When you visit the Philadelphia State House (AKA Independence Hall), you will be told the story of the Liberty Bell and it multiple recastings before being hung in the tower behind the hall. You will no doubt hear the bells (now the Centennial Bell) as it chimes on the hour and of course most photos of the hall show the four iconic clockfaces on the tower. Few people, however, notice the original clock on the west side of the building facing Congress Hall (see picture below).

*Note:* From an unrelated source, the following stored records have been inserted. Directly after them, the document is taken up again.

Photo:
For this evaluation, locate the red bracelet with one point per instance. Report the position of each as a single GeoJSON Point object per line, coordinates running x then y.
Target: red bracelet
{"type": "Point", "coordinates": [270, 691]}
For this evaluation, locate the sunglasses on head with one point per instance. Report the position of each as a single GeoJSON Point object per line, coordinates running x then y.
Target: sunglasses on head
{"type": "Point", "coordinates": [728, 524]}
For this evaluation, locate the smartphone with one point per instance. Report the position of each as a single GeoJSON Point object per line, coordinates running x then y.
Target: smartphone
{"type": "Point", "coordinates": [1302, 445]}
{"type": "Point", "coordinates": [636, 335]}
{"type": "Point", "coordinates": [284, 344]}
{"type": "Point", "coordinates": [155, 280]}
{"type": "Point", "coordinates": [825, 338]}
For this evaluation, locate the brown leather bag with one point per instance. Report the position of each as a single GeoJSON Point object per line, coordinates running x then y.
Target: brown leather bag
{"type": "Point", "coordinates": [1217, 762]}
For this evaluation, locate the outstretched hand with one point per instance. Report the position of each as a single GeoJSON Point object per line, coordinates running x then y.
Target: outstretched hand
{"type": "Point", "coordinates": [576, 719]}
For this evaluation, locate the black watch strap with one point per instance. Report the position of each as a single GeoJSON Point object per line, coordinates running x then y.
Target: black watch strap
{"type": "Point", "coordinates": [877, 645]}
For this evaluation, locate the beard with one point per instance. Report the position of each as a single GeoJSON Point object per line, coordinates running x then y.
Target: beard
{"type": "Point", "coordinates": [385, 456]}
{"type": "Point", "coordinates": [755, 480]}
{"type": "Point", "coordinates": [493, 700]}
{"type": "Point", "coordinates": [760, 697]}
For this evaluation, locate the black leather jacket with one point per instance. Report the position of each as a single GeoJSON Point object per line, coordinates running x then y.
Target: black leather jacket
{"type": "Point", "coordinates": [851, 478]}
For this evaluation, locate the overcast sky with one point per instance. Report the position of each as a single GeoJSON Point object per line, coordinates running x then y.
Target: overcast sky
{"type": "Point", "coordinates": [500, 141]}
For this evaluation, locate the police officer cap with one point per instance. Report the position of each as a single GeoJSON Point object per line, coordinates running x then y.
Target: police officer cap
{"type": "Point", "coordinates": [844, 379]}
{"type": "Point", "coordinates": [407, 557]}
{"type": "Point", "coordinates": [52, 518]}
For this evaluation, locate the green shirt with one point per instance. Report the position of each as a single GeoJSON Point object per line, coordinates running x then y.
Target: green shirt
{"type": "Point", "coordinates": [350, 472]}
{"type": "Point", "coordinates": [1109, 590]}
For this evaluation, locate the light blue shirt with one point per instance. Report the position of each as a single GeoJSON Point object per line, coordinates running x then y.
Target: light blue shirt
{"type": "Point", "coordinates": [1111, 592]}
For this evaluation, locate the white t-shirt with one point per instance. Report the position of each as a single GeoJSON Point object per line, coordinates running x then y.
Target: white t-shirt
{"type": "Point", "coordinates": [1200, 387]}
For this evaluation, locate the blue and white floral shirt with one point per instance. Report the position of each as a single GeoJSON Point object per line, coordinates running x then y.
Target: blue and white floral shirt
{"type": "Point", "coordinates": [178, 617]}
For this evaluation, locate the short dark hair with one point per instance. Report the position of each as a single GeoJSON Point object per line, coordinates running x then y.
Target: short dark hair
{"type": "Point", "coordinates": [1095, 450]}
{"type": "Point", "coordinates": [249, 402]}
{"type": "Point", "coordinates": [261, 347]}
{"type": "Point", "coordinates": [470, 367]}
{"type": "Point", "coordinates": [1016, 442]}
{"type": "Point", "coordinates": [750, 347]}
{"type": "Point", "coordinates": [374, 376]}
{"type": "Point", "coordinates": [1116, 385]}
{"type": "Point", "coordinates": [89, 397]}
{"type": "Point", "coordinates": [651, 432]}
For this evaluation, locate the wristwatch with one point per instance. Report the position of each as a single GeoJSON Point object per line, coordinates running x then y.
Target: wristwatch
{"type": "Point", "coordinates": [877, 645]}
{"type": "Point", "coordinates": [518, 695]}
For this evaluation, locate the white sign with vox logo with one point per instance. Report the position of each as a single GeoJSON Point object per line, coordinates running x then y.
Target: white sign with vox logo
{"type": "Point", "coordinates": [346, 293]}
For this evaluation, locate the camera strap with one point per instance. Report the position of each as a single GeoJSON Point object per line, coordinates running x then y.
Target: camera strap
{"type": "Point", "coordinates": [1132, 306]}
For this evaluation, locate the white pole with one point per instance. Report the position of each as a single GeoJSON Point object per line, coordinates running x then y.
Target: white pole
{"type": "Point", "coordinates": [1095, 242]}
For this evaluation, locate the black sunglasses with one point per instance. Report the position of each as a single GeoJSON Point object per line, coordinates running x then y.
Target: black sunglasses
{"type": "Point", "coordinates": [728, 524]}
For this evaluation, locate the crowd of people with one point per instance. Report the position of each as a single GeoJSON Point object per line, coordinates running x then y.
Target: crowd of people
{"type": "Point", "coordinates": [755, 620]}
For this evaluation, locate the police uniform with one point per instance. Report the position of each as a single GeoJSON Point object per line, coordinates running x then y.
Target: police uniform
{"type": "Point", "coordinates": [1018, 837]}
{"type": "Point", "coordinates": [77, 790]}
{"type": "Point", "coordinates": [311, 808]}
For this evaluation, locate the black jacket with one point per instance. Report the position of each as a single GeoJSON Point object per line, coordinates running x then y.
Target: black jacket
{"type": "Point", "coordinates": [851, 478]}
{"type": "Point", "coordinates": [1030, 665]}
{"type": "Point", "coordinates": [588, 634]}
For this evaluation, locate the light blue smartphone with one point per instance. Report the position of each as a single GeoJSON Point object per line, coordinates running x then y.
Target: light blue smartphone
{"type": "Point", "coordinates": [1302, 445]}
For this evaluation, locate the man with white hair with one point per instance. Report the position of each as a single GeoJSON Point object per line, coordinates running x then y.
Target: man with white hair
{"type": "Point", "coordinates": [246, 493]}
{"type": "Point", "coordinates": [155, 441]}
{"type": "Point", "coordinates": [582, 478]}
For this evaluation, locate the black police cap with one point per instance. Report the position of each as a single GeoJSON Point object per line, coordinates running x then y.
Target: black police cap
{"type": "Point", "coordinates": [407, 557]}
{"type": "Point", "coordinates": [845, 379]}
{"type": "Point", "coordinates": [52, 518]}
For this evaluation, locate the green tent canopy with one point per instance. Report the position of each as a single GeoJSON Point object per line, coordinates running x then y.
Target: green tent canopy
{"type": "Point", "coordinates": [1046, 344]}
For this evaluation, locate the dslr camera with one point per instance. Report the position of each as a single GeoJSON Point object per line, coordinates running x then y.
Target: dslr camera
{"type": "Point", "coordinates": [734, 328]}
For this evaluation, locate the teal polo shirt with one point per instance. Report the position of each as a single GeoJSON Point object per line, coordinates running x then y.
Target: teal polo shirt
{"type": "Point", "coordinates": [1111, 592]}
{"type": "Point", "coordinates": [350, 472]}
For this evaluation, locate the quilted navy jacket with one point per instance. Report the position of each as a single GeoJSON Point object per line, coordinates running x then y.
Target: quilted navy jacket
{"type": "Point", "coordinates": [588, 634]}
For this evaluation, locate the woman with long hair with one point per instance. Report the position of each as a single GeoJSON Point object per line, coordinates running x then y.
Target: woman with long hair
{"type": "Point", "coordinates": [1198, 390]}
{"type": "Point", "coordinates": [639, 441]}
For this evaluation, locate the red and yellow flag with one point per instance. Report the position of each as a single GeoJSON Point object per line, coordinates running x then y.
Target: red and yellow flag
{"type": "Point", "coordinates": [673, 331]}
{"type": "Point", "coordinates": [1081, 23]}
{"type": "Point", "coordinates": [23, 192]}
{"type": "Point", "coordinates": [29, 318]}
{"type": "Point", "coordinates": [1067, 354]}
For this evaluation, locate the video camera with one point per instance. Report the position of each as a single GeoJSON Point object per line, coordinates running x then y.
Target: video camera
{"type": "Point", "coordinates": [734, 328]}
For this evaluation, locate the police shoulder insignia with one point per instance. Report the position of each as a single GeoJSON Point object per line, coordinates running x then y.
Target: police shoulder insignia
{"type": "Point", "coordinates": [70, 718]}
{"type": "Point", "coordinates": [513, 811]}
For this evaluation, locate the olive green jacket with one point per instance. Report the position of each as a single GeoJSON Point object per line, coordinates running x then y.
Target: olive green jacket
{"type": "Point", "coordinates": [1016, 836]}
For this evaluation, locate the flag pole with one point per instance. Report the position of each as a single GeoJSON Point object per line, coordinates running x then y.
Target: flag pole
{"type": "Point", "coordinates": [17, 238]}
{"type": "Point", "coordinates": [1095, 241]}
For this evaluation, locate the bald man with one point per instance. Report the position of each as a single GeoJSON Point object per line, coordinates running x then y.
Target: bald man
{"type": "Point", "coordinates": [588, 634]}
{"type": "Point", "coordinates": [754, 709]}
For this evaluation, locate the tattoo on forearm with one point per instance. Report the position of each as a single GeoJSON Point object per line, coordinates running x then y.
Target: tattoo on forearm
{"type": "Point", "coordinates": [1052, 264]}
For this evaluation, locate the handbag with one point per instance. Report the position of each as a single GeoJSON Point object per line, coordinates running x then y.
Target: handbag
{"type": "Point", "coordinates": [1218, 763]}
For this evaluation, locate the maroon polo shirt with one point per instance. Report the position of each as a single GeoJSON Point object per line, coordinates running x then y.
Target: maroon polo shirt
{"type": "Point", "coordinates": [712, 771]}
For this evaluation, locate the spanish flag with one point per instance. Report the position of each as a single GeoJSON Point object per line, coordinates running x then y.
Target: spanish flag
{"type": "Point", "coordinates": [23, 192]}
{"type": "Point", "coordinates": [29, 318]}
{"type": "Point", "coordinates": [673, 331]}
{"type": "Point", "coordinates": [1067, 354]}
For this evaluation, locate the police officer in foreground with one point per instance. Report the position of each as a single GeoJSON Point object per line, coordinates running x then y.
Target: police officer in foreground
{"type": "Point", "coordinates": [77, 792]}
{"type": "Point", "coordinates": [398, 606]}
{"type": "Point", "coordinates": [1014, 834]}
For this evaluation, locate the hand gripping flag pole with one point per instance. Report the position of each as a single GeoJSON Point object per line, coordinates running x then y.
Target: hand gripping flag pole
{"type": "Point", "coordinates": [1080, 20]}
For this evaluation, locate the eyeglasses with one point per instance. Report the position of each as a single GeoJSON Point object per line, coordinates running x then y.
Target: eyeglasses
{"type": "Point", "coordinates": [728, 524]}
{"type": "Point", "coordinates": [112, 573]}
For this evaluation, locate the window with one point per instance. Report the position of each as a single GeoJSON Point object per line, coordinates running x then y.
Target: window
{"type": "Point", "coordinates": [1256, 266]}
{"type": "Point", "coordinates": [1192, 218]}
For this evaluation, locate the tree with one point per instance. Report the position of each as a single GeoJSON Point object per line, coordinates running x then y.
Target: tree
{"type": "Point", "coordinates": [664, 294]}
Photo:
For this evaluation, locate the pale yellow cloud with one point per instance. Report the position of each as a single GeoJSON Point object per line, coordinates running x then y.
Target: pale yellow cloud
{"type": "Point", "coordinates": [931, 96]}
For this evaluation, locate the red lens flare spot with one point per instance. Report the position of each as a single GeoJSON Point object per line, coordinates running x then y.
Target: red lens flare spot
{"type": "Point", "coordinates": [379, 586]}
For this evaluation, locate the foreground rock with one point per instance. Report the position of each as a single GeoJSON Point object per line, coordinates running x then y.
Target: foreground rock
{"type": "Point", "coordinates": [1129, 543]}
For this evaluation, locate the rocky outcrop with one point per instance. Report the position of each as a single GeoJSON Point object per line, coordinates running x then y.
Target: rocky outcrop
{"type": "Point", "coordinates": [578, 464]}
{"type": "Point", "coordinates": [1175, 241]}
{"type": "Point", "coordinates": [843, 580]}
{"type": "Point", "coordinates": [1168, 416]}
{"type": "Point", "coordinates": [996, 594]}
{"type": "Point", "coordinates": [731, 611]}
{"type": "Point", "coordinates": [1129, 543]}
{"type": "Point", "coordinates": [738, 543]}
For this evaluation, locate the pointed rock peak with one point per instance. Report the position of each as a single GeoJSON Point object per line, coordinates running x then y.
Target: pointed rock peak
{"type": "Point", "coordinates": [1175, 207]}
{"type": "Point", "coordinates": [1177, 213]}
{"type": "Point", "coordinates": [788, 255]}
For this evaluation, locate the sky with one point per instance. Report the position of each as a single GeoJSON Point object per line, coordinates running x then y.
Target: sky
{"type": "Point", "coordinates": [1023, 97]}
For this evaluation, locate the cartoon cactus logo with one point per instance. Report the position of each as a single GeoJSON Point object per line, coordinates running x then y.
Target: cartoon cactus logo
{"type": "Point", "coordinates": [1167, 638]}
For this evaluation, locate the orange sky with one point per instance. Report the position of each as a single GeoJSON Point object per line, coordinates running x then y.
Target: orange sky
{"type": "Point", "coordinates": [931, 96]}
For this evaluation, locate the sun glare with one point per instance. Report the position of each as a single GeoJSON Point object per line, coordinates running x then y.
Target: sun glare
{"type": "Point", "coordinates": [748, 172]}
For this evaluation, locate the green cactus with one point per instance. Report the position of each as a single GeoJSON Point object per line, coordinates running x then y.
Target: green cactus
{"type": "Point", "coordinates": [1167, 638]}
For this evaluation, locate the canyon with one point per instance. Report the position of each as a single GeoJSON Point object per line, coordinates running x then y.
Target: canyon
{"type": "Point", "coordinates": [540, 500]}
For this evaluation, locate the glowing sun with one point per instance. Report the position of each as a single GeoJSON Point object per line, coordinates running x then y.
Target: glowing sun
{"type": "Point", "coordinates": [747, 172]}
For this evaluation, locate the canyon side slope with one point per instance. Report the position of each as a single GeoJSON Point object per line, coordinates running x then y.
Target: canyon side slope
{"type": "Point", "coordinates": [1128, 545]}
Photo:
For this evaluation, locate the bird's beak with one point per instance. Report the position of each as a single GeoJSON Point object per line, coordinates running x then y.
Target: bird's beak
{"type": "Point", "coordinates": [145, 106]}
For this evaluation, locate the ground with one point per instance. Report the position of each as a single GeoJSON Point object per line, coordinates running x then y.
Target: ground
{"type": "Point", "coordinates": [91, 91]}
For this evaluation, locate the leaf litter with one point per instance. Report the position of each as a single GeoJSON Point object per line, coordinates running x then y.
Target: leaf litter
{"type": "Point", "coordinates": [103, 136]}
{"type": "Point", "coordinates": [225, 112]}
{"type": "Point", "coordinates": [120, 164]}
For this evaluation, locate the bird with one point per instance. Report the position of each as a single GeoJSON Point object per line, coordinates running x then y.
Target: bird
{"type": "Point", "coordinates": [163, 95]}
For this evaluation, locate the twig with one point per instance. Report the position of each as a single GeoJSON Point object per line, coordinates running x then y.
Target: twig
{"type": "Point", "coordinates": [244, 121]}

In 1753, Thomas Stretch erected a giant clock at the building’s west end that resembled a tall clock (grandfather clock). The 40-foot-tall limestone base was capped with a 14-foot wooden case surrounding the clock’s face, which was carved by cabinetmaker Samuel Harding. The clock’s dials were mounted at the east and west ends of the main building connected by rods to the clock movement in the middle of the building. When the Pennsylvania legislature commissioned the State House Bell (AKA the Liberty Bell), they also ordered another bell from Thomas Lester and Thomas Pack in London. When this second bell arrived in 1754, it was installed on the roof of the Pennsylvania State house, covered by a shed and connected to the Thomas Stretch clock that had been placed in the attic of Independence Hall. This bell was chimed on the quarter hour by the clock.
The City of Philadelphia sold the clock and bell to St. Augustine’s Roman Catholic Church at 4th and Race Streets in 1829. It burned when rioters destroyed the church in May 1844. The National Park Service reconstructed the west end clock face and masonry tower in 1973.